Thanks. It's at a restaurant where I know the menu, so I don't need to look silly quizzing the waiter about whether something's vegan or not. I've talked to him online before. I'm going to get one drink, so that it can cut through the nerves a bit without making me too drunk. If it goes well, I'll ask if he wants to come see Frankenstein with me tomorrow.
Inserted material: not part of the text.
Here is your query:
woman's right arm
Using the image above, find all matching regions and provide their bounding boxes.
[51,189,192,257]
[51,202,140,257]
Connie Neil - Oct 30, 2014 12:14:47 pm PDT #14176 of 30002
brillig

I was good at geometry and trig when the trig was applied to something physical. But since I was so frustrated at algebra I didn't believe them when they said I was good at the other two. I put part of the blame on the mid-century thing of "Math is hard for girls", but I have to blame mental laziness as well. I was so used to non-math things being easy that I just shrugged and accepted that math was not going to be part of my world, despite all my teachers' efforts to get me engaged. It was years before I realized my presence in an invitation-only, 4-person applied math class, with bonus attendance at regional conferences, was not just because I was liked by the teachers. Engineering seemed interesting and I really wanted to take physics, but no, I was convinced that math was beyond me, and those classes required math--and it would have been the kind of math I was good at, too, applied math. But words made so much more sense to me.